TV Review: Elizabeth (2005)

Helen Mirren’s take on Elizabeth I proves a hefty but watchable series

“The enemy of the monarch is the over-mighty subject”

2005 saw Helen Mirren take on Elizabeth II in The Queen but also her namesake Elizabeth I in a Channel 4 miniseries, joining the list of iconic actresses who have portrayed Gloriana. Elizabeth is split into two distinct parts, each focusing on the romantic attachment of the time rather than the major events of her reign, so the opening two hour segment kicks in the final year of her relationship with the Earl of Leicester and the second turns its gaze onto the Earl of Essex. It’s an interesting take on the queen, Elizabeth as doomed romantic heroine, but one which feels problematic at times as it challenges our pre-conceived notions of this monarch.

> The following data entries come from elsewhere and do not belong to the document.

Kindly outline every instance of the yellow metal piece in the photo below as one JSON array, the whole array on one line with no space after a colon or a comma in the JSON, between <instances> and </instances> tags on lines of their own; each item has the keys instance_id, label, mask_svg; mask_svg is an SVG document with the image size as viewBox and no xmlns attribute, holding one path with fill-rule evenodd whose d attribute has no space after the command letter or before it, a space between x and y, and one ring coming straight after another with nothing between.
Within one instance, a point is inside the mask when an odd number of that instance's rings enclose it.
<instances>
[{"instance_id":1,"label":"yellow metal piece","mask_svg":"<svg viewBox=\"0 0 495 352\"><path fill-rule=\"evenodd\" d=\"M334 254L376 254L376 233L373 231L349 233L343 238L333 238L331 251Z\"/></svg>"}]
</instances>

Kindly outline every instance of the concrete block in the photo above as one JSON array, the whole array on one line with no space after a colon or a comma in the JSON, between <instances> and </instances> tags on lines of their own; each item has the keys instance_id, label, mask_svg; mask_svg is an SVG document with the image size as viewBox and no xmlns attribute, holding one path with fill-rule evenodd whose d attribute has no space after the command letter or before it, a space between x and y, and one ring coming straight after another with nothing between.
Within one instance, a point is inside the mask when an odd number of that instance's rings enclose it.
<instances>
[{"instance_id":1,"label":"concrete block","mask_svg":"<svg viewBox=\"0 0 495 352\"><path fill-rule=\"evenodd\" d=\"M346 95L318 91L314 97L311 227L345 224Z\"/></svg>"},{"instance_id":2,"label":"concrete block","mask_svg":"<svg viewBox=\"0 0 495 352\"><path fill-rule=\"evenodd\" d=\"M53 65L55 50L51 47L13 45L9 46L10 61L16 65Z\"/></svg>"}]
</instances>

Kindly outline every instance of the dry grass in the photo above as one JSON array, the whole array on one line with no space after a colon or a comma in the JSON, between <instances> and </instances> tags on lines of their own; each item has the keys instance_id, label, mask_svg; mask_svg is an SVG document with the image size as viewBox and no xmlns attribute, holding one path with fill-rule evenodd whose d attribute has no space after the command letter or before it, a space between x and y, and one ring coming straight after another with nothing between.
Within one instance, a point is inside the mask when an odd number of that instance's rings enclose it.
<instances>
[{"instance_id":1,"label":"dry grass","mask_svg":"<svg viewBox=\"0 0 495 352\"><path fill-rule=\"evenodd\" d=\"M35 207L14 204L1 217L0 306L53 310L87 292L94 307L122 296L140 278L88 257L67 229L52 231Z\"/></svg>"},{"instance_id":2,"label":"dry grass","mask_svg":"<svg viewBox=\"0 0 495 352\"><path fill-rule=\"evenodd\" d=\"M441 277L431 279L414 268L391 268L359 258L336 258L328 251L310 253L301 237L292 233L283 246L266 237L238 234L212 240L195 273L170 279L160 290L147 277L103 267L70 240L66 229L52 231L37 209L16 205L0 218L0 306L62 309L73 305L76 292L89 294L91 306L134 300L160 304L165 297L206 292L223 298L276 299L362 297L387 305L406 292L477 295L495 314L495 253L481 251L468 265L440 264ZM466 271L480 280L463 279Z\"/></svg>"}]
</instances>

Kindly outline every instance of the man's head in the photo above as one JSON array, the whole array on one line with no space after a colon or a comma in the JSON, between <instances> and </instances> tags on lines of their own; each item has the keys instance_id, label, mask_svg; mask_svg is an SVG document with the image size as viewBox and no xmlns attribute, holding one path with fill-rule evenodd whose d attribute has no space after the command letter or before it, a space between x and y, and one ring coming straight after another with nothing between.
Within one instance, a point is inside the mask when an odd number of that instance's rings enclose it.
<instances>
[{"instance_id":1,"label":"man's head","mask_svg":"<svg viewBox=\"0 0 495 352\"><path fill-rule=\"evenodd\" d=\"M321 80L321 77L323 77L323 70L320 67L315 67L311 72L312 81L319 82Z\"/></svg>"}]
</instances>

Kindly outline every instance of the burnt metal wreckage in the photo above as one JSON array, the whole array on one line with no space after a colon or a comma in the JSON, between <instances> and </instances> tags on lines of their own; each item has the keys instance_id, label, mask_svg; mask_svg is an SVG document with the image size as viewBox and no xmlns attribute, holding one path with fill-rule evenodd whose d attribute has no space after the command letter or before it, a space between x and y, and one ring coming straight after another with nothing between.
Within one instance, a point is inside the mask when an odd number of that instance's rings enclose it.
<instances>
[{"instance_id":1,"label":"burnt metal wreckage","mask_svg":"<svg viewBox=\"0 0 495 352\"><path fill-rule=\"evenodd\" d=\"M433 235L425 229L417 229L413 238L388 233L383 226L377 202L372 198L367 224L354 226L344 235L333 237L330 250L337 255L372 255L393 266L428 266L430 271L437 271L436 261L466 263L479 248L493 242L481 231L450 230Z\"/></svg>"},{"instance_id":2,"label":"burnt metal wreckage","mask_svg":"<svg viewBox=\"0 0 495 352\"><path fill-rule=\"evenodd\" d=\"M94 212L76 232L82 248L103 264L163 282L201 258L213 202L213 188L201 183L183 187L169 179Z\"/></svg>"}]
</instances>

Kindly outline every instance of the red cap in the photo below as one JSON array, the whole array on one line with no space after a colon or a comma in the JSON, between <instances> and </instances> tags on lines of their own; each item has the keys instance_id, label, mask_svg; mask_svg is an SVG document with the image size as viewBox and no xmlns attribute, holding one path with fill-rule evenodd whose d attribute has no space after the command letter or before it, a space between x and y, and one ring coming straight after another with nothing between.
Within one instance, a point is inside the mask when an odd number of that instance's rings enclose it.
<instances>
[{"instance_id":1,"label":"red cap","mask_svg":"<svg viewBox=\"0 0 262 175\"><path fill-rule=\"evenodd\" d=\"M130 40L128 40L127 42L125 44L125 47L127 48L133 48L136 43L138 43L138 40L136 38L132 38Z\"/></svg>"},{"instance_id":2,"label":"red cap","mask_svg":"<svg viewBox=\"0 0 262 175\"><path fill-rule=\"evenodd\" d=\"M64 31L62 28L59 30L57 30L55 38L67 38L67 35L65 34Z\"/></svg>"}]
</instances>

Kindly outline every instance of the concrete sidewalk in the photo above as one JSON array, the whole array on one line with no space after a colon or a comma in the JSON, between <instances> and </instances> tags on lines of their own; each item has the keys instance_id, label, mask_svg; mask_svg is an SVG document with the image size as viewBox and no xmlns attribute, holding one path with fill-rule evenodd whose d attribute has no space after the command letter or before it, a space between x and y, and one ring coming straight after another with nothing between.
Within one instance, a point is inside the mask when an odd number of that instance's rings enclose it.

Starting 20 years into her reign at which point her lack of marriage and issue were long debated, Nigel Williams’ script is forced to set the scene as if this were brand new so that the audience can catch up. So a long time is spent establishing her as a light spirit, emotionally – almost frivolously – concerned with matters of the heart and womb, with little sense of the monarch that she has already been for two decades. There’s a certain naiveté, which Mirren does play beautifully, that feels somehow wrong, modern attitudes imposed on Elizabethan times and jarring. That said, her early interactions with Jeremy Irons’ Leicester as a playful lover are lovely to behold.

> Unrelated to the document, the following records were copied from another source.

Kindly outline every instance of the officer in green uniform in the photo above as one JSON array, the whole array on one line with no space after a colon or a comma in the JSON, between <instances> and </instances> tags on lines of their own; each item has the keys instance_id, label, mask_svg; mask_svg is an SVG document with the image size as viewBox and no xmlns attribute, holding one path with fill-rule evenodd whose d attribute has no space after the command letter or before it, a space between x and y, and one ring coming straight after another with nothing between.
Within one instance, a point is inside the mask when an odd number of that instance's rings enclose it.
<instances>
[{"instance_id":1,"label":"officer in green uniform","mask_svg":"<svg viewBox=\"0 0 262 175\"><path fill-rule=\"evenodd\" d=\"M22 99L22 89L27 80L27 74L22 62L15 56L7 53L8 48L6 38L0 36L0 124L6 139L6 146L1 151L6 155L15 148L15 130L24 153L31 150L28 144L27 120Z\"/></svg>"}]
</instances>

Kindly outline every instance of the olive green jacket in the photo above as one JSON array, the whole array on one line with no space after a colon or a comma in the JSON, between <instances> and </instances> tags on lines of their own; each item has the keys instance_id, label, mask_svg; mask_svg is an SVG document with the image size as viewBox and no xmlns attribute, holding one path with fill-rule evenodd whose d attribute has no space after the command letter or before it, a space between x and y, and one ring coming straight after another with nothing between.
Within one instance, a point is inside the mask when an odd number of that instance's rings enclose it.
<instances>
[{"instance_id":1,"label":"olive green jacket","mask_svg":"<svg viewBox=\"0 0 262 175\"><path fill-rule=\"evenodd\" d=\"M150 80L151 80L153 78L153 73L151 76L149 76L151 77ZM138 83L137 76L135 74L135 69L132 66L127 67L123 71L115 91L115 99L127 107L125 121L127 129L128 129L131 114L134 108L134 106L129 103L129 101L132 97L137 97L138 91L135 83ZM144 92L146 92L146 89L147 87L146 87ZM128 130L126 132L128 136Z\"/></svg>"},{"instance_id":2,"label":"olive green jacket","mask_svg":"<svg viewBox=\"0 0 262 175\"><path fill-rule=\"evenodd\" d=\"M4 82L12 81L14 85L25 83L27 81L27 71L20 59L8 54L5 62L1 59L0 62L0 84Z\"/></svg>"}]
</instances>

When the seriousness comes, after a particularly heinous plot against her life led by Barbara Flynn’s sickly Mary Queen of Scots, the whirl of politics seizes all in its grip and the action does become more historically based. The men of her court – Ian McDiarmid, Patrick Malahide and latterly Toby Jones – are all sagely tolerant of her inimitable style of ruling, especially in later years when her preference for the buff charms of Hugh Dancy’s silver-tongued Essex led her to promote him beyond his station and his dreams, and the whole thing feels much more convincing when Elizabeth is raging against the advancing years as opposed to the emptiness of her marital bed.

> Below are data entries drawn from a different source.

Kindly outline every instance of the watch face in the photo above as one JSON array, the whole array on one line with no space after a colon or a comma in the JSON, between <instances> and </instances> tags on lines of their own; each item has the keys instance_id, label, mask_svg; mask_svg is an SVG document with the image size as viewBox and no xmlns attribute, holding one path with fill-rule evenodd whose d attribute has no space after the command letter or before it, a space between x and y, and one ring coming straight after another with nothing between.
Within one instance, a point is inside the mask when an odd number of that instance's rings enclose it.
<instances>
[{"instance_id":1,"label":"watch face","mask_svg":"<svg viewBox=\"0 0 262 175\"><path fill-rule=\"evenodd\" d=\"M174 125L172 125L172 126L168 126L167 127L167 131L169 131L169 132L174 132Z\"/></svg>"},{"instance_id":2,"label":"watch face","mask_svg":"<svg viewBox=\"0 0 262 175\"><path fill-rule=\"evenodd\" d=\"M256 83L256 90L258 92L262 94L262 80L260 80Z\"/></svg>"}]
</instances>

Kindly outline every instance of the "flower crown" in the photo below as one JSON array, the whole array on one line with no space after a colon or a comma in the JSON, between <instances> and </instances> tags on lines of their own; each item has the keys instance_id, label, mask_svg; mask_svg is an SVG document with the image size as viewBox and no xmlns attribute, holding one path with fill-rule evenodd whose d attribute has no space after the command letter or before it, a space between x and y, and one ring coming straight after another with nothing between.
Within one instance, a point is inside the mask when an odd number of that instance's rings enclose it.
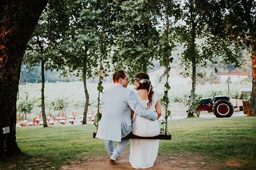
<instances>
[{"instance_id":1,"label":"flower crown","mask_svg":"<svg viewBox=\"0 0 256 170\"><path fill-rule=\"evenodd\" d=\"M139 83L150 83L150 80L149 79L143 79L141 78L138 78L133 76L133 79Z\"/></svg>"}]
</instances>

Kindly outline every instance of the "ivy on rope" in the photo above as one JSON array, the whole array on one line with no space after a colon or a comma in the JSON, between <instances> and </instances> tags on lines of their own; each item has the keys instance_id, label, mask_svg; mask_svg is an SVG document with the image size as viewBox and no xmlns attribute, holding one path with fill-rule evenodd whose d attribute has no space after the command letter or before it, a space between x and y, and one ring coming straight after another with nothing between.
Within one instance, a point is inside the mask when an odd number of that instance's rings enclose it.
<instances>
[{"instance_id":1,"label":"ivy on rope","mask_svg":"<svg viewBox=\"0 0 256 170\"><path fill-rule=\"evenodd\" d=\"M162 80L166 76L166 81L164 84L164 92L163 100L165 103L165 116L163 119L161 124L163 125L163 127L160 128L160 131L161 133L166 133L169 135L170 133L168 130L168 117L171 116L171 111L169 110L168 105L169 102L169 98L168 98L168 91L171 89L171 87L169 85L168 79L170 77L170 71L171 70L170 63L173 62L173 58L170 57L170 54L172 51L172 47L170 45L169 40L169 30L170 21L169 21L169 15L167 11L169 7L169 1L168 1L166 4L166 12L165 14L165 21L164 23L165 30L163 38L160 40L160 42L163 45L162 50L162 58L160 61L160 66L164 66L164 71L163 74L160 76L159 79L159 82L160 83Z\"/></svg>"},{"instance_id":2,"label":"ivy on rope","mask_svg":"<svg viewBox=\"0 0 256 170\"><path fill-rule=\"evenodd\" d=\"M102 66L102 60L103 56L106 54L106 45L105 43L105 37L107 34L105 33L104 27L107 25L109 24L109 21L105 21L105 17L107 15L107 0L102 0L101 1L101 6L102 8L102 30L101 34L100 36L100 68L98 70L99 75L98 76L99 78L99 82L98 84L98 87L97 89L99 91L98 94L98 105L97 109L97 114L95 116L95 122L94 123L95 126L97 130L98 130L98 127L99 127L99 121L100 120L101 118L102 114L100 112L100 93L102 93L103 91L103 86L102 86L103 83L102 80L103 80L103 77L108 76L109 75L105 72L105 70L103 68Z\"/></svg>"}]
</instances>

Mirren’s complex portrayal of the queen may not necessarily go down in many people’s top 5 I would have thought, but it is still strong, especially given the excellent production values of Tom Hooper’s work. But the thing that lingers most in the mind is the viscerally brutal scenes of torture – decapitation, disembowelment, racking, none of the gory details are spared as enemies are treated with an increasingly firm grip. At nearly four hours, this is somewhat of an indulgent series, good rather than excellent but worth a watch on a rainy Sunday.